JSR Abs is both fun and irritating. It's enlightening to see how they conserved resources by shuffling data all around the chip, but it also means I have to implement a large number of control signals before JSR Abs works :P Luckily the bus control signals are pretty simple. The ALU controls might prove a bit more difficult ...
User avatar
Arlet
Posts: 2353
Joined: 16 Nov 2010
Location: Gouda, The Netherlands
Contact:

Post by Arlet »

As far as I know, the flip flop blocks inside the FPGA can be configured as latches, so it should work, However, the tools and the hardware are optimized for flip flops, not for latches, so for large designs with latches you're probably in uncharted terrority :)

I've never used latches, except by accident.
User avatar
BigEd
Posts: 11464
Joined: 11 Dec 2008
Location: England
Contact:

Post by BigEd »

Excellent! I'm not sure how much care and knowledge went into the default program on visual6502, but I think it might exercise quite a few difficult cases - difficult for the switch-level model doesn't necessarily mean difficult for an HDL model of course.
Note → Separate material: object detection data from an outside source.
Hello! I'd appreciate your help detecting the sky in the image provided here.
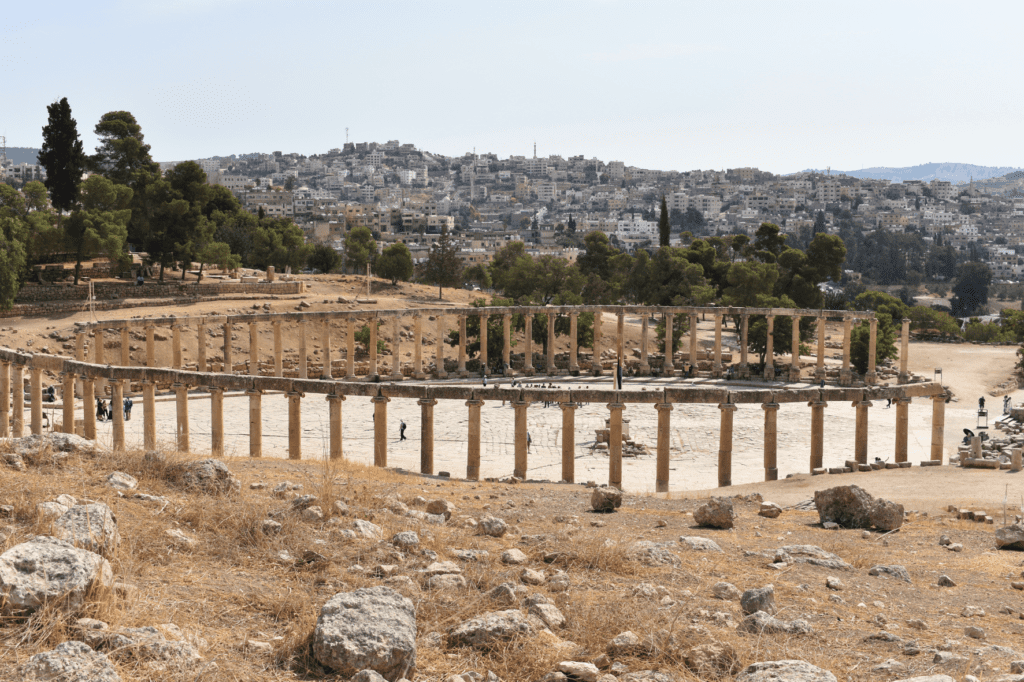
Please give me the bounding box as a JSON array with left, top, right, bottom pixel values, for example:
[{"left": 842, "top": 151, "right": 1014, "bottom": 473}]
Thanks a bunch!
[{"left": 0, "top": 0, "right": 1024, "bottom": 173}]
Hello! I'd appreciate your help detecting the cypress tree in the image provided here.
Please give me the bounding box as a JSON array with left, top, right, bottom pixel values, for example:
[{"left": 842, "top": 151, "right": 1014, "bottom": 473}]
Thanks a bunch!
[
  {"left": 657, "top": 195, "right": 672, "bottom": 246},
  {"left": 39, "top": 97, "right": 87, "bottom": 225}
]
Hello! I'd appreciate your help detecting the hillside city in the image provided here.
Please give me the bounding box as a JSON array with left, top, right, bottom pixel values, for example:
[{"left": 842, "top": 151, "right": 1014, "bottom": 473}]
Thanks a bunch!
[{"left": 6, "top": 140, "right": 1024, "bottom": 285}]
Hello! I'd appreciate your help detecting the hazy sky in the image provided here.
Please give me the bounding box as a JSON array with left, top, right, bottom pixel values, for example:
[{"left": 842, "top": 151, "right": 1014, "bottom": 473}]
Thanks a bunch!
[{"left": 0, "top": 0, "right": 1024, "bottom": 172}]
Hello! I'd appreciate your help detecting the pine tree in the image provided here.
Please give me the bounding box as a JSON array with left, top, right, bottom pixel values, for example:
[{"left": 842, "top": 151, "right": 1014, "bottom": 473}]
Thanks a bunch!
[
  {"left": 423, "top": 227, "right": 462, "bottom": 298},
  {"left": 657, "top": 195, "right": 672, "bottom": 246},
  {"left": 39, "top": 97, "right": 87, "bottom": 226}
]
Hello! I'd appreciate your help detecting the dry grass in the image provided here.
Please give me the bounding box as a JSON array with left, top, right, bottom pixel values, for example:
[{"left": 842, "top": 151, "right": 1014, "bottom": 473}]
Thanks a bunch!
[{"left": 0, "top": 438, "right": 1024, "bottom": 682}]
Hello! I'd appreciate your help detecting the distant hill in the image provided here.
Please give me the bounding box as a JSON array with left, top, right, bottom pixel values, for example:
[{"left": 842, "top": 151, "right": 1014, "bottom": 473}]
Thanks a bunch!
[
  {"left": 7, "top": 146, "right": 39, "bottom": 164},
  {"left": 804, "top": 163, "right": 1021, "bottom": 183}
]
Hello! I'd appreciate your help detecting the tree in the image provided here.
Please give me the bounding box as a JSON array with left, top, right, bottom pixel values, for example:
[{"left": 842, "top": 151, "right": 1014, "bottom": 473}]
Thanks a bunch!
[
  {"left": 949, "top": 262, "right": 992, "bottom": 317},
  {"left": 39, "top": 97, "right": 87, "bottom": 226},
  {"left": 423, "top": 226, "right": 462, "bottom": 298},
  {"left": 657, "top": 195, "right": 672, "bottom": 246},
  {"left": 308, "top": 244, "right": 341, "bottom": 274},
  {"left": 374, "top": 242, "right": 414, "bottom": 286},
  {"left": 344, "top": 225, "right": 377, "bottom": 274}
]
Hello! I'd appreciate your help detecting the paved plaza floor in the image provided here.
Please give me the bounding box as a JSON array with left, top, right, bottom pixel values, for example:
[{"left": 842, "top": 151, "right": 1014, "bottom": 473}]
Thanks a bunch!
[{"left": 36, "top": 377, "right": 975, "bottom": 493}]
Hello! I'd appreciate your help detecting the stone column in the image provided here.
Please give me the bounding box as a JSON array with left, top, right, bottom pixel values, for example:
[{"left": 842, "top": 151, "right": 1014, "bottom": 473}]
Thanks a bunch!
[
  {"left": 466, "top": 399, "right": 483, "bottom": 480},
  {"left": 0, "top": 361, "right": 8, "bottom": 438},
  {"left": 368, "top": 317, "right": 379, "bottom": 379},
  {"left": 662, "top": 312, "right": 676, "bottom": 377},
  {"left": 615, "top": 312, "right": 626, "bottom": 370},
  {"left": 839, "top": 317, "right": 853, "bottom": 386},
  {"left": 246, "top": 388, "right": 263, "bottom": 457},
  {"left": 321, "top": 317, "right": 333, "bottom": 381},
  {"left": 807, "top": 399, "right": 828, "bottom": 471},
  {"left": 171, "top": 325, "right": 181, "bottom": 370},
  {"left": 761, "top": 399, "right": 778, "bottom": 480},
  {"left": 546, "top": 312, "right": 558, "bottom": 377},
  {"left": 413, "top": 315, "right": 427, "bottom": 379},
  {"left": 434, "top": 314, "right": 447, "bottom": 379},
  {"left": 738, "top": 313, "right": 751, "bottom": 379},
  {"left": 223, "top": 322, "right": 234, "bottom": 374},
  {"left": 11, "top": 364, "right": 24, "bottom": 440},
  {"left": 522, "top": 312, "right": 536, "bottom": 377},
  {"left": 196, "top": 322, "right": 207, "bottom": 372},
  {"left": 207, "top": 386, "right": 224, "bottom": 458},
  {"left": 711, "top": 313, "right": 723, "bottom": 378},
  {"left": 480, "top": 314, "right": 488, "bottom": 376},
  {"left": 608, "top": 399, "right": 626, "bottom": 489},
  {"left": 271, "top": 321, "right": 285, "bottom": 377},
  {"left": 29, "top": 367, "right": 42, "bottom": 435},
  {"left": 391, "top": 315, "right": 402, "bottom": 381},
  {"left": 459, "top": 315, "right": 469, "bottom": 378},
  {"left": 895, "top": 397, "right": 910, "bottom": 462},
  {"left": 790, "top": 315, "right": 800, "bottom": 381},
  {"left": 814, "top": 315, "right": 827, "bottom": 382},
  {"left": 299, "top": 319, "right": 305, "bottom": 379},
  {"left": 718, "top": 402, "right": 736, "bottom": 487},
  {"left": 654, "top": 402, "right": 672, "bottom": 493},
  {"left": 111, "top": 379, "right": 125, "bottom": 453},
  {"left": 569, "top": 312, "right": 580, "bottom": 376},
  {"left": 327, "top": 393, "right": 345, "bottom": 460},
  {"left": 171, "top": 383, "right": 188, "bottom": 453},
  {"left": 144, "top": 381, "right": 157, "bottom": 452},
  {"left": 640, "top": 312, "right": 650, "bottom": 377},
  {"left": 121, "top": 327, "right": 131, "bottom": 367},
  {"left": 345, "top": 317, "right": 355, "bottom": 381},
  {"left": 249, "top": 323, "right": 259, "bottom": 377},
  {"left": 853, "top": 399, "right": 871, "bottom": 464},
  {"left": 81, "top": 374, "right": 95, "bottom": 438},
  {"left": 287, "top": 390, "right": 304, "bottom": 460},
  {"left": 370, "top": 395, "right": 391, "bottom": 467},
  {"left": 61, "top": 372, "right": 74, "bottom": 437},
  {"left": 512, "top": 400, "right": 529, "bottom": 479},
  {"left": 690, "top": 312, "right": 697, "bottom": 376},
  {"left": 897, "top": 317, "right": 910, "bottom": 384},
  {"left": 559, "top": 402, "right": 579, "bottom": 483},
  {"left": 932, "top": 393, "right": 946, "bottom": 462},
  {"left": 502, "top": 312, "right": 512, "bottom": 375},
  {"left": 417, "top": 398, "right": 437, "bottom": 475},
  {"left": 145, "top": 325, "right": 157, "bottom": 367},
  {"left": 864, "top": 317, "right": 879, "bottom": 386}
]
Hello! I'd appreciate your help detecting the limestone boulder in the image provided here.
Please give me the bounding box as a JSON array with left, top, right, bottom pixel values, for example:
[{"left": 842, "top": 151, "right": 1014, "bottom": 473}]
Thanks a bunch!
[
  {"left": 53, "top": 502, "right": 121, "bottom": 556},
  {"left": 814, "top": 485, "right": 903, "bottom": 531},
  {"left": 693, "top": 498, "right": 736, "bottom": 528},
  {"left": 181, "top": 460, "right": 242, "bottom": 495},
  {"left": 590, "top": 486, "right": 623, "bottom": 514},
  {"left": 313, "top": 587, "right": 416, "bottom": 682},
  {"left": 736, "top": 660, "right": 838, "bottom": 682},
  {"left": 446, "top": 608, "right": 532, "bottom": 649},
  {"left": 0, "top": 537, "right": 114, "bottom": 615},
  {"left": 17, "top": 641, "right": 121, "bottom": 682}
]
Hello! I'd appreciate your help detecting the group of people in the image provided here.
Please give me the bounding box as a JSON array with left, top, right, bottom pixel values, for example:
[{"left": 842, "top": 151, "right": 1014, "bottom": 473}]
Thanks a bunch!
[{"left": 96, "top": 397, "right": 132, "bottom": 422}]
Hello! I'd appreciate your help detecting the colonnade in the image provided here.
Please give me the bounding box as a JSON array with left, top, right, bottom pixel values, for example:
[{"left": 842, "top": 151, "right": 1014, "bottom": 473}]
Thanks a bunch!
[{"left": 0, "top": 342, "right": 945, "bottom": 492}]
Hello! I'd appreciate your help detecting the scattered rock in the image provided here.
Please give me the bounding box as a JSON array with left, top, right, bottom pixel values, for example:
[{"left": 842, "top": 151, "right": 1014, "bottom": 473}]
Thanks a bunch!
[
  {"left": 590, "top": 485, "right": 623, "bottom": 514},
  {"left": 693, "top": 498, "right": 736, "bottom": 528},
  {"left": 312, "top": 587, "right": 416, "bottom": 682}
]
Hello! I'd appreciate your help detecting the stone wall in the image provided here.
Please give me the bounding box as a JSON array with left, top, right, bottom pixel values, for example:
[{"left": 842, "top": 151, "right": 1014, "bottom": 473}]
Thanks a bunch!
[{"left": 14, "top": 282, "right": 305, "bottom": 304}]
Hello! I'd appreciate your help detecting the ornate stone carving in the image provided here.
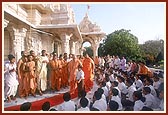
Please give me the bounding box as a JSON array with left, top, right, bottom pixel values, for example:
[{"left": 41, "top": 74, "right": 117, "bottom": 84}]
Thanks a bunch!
[{"left": 79, "top": 14, "right": 101, "bottom": 33}]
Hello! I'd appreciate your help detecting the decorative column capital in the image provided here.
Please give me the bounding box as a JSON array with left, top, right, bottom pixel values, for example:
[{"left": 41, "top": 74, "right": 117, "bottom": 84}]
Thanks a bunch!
[{"left": 4, "top": 19, "right": 9, "bottom": 28}]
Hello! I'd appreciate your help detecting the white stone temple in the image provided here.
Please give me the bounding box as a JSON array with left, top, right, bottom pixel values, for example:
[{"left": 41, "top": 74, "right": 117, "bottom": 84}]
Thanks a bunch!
[{"left": 2, "top": 2, "right": 105, "bottom": 60}]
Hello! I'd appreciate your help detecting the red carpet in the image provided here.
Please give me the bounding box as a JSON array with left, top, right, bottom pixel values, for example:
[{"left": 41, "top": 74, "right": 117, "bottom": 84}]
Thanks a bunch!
[{"left": 4, "top": 90, "right": 81, "bottom": 111}]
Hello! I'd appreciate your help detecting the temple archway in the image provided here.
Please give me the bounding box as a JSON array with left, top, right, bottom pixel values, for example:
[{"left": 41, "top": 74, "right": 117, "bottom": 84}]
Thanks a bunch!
[{"left": 79, "top": 13, "right": 105, "bottom": 57}]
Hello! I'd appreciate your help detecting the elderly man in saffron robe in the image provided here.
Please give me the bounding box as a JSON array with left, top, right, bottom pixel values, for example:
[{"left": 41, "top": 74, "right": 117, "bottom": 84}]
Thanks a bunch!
[{"left": 83, "top": 54, "right": 94, "bottom": 90}]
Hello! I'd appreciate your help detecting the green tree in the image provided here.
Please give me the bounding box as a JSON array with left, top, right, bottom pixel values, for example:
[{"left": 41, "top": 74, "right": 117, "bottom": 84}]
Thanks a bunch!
[
  {"left": 101, "top": 29, "right": 141, "bottom": 59},
  {"left": 140, "top": 40, "right": 164, "bottom": 65}
]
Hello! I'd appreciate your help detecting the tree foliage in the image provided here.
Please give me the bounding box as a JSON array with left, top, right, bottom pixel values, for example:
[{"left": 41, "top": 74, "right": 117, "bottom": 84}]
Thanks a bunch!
[
  {"left": 99, "top": 29, "right": 141, "bottom": 59},
  {"left": 140, "top": 40, "right": 164, "bottom": 65}
]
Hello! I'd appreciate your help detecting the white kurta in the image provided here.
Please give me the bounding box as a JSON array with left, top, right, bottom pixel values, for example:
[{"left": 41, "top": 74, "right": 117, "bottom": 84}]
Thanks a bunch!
[
  {"left": 111, "top": 95, "right": 123, "bottom": 110},
  {"left": 134, "top": 100, "right": 144, "bottom": 111},
  {"left": 37, "top": 56, "right": 49, "bottom": 91},
  {"left": 4, "top": 63, "right": 19, "bottom": 97}
]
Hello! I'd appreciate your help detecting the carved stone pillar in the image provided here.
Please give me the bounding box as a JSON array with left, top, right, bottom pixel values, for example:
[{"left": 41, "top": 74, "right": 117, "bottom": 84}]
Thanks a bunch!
[
  {"left": 4, "top": 19, "right": 9, "bottom": 28},
  {"left": 7, "top": 27, "right": 27, "bottom": 61},
  {"left": 70, "top": 40, "right": 76, "bottom": 54},
  {"left": 61, "top": 33, "right": 70, "bottom": 54}
]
On the subject of latches and clocking, here's a thing: when the 6502 fetches a second operand byte which appears on the high address byte in the very next phase, you'll find that there's a phi2 latch to capture the databus into the IDL, and then in phi1 the data actually has to pass through 2 phi1 latches - and cross quite a distance - to appear on the databus at the beginning of the next cycle. (I was naively expecting that successive latches would always alternate between the two phases.) This will be why it takes some time for the address bus to become valid at the beginning of the cycle.

Here's a simulation which stops on the phase in question, and here's a URL which highlights the signals involved in getting from DB3 to AB11. (The simulation shows activity only per phase so you can't see the gate-by-gate information flow.)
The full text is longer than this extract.